LIGO, or the Laser Interferometer Gravitational-Wave Observatory, is a large-scale physics experiment and observatory designed to detect gravitational waves. It consists of two massive detectors located in Hanford, Washington and Livingston, Louisiana, USA. These detectors use laser interferometry to measure tiny changes in distance between mirrors placed at the ends of 4 km long vacuum tubes. The LIGO detector network is the most sensitive instrument ever built for observing gravitational waves.
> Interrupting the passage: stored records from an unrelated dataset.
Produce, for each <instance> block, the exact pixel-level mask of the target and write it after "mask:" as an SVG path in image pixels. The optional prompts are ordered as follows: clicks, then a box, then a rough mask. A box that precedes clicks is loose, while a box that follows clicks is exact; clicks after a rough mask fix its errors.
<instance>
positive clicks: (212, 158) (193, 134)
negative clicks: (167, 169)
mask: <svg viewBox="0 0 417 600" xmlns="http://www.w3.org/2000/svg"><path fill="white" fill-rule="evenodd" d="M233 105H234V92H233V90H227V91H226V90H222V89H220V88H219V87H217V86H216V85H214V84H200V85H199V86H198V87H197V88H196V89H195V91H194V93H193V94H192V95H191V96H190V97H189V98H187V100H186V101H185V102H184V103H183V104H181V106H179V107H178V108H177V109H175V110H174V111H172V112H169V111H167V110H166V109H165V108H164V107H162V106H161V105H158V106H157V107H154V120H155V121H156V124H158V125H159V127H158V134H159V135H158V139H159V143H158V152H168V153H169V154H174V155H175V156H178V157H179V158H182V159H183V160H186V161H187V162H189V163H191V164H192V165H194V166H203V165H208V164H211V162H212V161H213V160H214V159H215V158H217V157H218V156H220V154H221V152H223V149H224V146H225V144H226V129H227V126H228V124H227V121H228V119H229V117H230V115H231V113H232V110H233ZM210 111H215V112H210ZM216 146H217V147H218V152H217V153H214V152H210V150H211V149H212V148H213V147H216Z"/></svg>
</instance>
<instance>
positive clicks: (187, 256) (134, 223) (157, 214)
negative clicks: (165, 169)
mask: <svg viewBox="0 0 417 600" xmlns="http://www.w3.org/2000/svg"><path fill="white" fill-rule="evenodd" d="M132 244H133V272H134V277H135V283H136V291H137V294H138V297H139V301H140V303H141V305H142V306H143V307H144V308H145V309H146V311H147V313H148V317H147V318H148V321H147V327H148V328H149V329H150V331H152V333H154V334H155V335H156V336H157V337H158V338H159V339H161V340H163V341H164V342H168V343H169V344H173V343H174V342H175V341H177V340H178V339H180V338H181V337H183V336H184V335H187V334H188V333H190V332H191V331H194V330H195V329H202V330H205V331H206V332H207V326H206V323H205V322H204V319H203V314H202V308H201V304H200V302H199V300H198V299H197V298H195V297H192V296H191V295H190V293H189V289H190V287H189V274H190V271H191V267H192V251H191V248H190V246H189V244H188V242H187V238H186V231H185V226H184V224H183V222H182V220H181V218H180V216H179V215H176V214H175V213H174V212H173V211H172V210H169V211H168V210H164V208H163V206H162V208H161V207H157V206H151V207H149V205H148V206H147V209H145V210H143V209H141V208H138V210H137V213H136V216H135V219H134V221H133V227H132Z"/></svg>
Gravitational waves are ripples in space-time that are produced by some of the most energetic events in the Universe, such as colliding black holes or neutron stars. These waves travel at the speed of light and are incredibly hard to detect due to their extremely weak nature. LIGO was designed specifically for detecting these types of signals from astrophysical sources.
Since beginning operations in 2002, LIGO has not yet detected any gravitational waves directly. However, indirect evidence for their existence has been found through observations of binary star systems. In 2015, LIGO made its first direct detection of gravitational waves from two merging black holes using both of its detectors simultaneously. This groundbreaking discovery opened up a new window onto the Universe and ushered in the era of gravitational wave astronomy.
LIGO is currently undergoing an upgrade called Advanced LIGO (aLIGO), which will increase its sensitivity by an order of magnitude compared to the original design. With this upgrade, LIGO should be able to detect signals from much more distant sources, such as colliding supermassive black holes located at cosmological distances. aLIGO is expected to begin taking data sometime in 2019–2020.